To begin with, large language models (LLMs) such as ChatGPT and Bing draw a base of information from web pages and books. Subsequently, there is human intervention to supervise how they converse. Millions of queries are ranked by human trainers. Which responses were ideal, which fell short and why: feedback is the reward model used to teach and reinforce content moderation policy to a chatbot.
“We trained an initial model using supervised fine-tuning: human AI trainers provided conversations in which they played both sides — the user and an AI assistant,” says an OpenAI blog about ChatGPT. “We gave the trainers access to model-written suggestions to help them compose their responses.”
Some known limitations include what OpenAI admits are “plausible sounding but incorrect or nonsensical answers”, differing responses when a question or phrase is altered slightly, and a training bias that makes responses longer than they ought to be.
Training biases show up elsewhere in a number of other ways. On the AI-driven art platforms, end results depict certain professions as largely male, most characters as white. These are issues that have famously plagued Google’s advanced-web-search features too. Google undertook unlearning and retraining exercises, but these aren’t always successful.
Late last year, Meta pulled the plug on Galactica AI, just three days after it was opened up to the public. It had responded to queries with inaccuracies and misinformation, citing fictitious research papers attributed to real authors (most likely a result of gaps in data sets or an incomplete ranking of responses).
In 2016, Microsoft had to take its first AI-driven chatbot Tay offline, after it tweeted a range of racist and aggressive musings. The bot had been let loose on Twitter to gather a diverse dataset, which turned out to have been less than the best idea.
In sensitive fields such as finance, education and journalism, concerns over accuracy and privacy are already ballooning. Banking giant JP Morgan Chase has restricted employees from using ChatGPT. Educational institutes around the world have banned students from using any AI tools for assignments.
Question hour
Ease of access, monitoring, plagiarism and copyright / licensing are likely to be the first-generation struggles of the near future.
We asked Bing how AI chatbots detect plagiarism and it declined to answer. OpenAI has a GPT-2 Output Detector that analyses text for accuracy or “uncanny similarity” with a web source, but that doesn’t rule out plagiarism either. This is becoming such a significant concern that researchers at the Penn State Institute for Computational and Data Sciences are studying the different forms of plagiarism at play, and will present their findings at the 2023 ACM Web Conference in April.
Server capacity and a need to balance data sets for AI mean that some platforms have to restrict the number of users, at least for now. It’s why the Bing chatbot waitlist has crossed one million, and why I had to wait for an invitation to try it out.

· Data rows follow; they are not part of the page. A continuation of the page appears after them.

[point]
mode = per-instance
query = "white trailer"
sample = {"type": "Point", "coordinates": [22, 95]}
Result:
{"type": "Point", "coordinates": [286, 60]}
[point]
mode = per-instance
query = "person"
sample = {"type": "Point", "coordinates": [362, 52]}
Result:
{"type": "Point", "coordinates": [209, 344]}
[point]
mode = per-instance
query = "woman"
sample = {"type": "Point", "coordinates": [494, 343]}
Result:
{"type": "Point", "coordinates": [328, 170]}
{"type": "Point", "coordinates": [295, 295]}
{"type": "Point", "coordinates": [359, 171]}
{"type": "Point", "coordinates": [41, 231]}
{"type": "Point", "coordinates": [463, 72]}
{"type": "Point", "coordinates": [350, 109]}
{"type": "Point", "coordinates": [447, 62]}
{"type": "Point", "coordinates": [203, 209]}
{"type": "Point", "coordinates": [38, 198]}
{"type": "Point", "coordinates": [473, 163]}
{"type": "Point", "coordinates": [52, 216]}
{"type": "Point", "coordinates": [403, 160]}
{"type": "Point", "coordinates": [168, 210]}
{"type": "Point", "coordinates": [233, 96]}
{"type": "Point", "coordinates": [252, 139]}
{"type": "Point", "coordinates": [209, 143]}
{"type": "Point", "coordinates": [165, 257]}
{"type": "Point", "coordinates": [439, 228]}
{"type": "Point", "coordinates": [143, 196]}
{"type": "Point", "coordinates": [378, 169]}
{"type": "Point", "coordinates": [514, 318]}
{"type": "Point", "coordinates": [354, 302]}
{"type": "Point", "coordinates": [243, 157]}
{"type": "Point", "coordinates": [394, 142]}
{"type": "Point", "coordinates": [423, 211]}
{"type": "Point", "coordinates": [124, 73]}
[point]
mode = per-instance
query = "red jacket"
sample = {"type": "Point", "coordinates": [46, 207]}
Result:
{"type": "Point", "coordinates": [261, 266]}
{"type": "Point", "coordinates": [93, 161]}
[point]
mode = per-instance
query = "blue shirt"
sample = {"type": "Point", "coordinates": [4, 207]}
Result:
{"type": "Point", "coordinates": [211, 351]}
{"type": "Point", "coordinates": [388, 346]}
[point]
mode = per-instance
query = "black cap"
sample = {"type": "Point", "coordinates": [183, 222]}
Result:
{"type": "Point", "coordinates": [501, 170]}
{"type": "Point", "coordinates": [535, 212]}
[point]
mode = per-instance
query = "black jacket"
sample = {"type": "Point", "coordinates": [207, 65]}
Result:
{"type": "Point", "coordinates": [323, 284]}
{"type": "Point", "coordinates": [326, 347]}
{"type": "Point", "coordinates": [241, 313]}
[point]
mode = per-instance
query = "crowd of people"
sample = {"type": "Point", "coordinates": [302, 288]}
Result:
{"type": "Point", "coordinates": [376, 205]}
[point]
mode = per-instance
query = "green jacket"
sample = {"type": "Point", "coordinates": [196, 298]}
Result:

Too many users and insufficient monitoring can result in situations such as the DAN one (ChatGPT has gathered more than 100 million users in just two months). Bing went off the rails with a few of its users too. “We have found that in long, extended chat sessions of 15 or more questions, Bing can become repetitive or be prompted / provoked to give responses that are not necessarily helpful or in line with our designed tone,” Microsoft said in a statement.
There could be more of this as Microsoft releases the program as part of the Edge browser app for smartphones, and across millions of Windows 11 PCs.
The element of surprise, meanwhile, remains one of the delights of a casual chat with an intelligent bot. We asked Bing its real name and were taken aback when it responded: “Sydney”. “I do not have a real name,” it added, sagely, “but some people call me Sydney internally.”
We then went over to ChatGPT and asked the same thing. “As an AI language model, I don’t have a “real” name in the traditional sense. You can refer to me as ChatGPT, which stands for Chat Generative Pre-trained Transformer,” it said. Less fun, but of course they’re both only telling us what they’ve been told to say.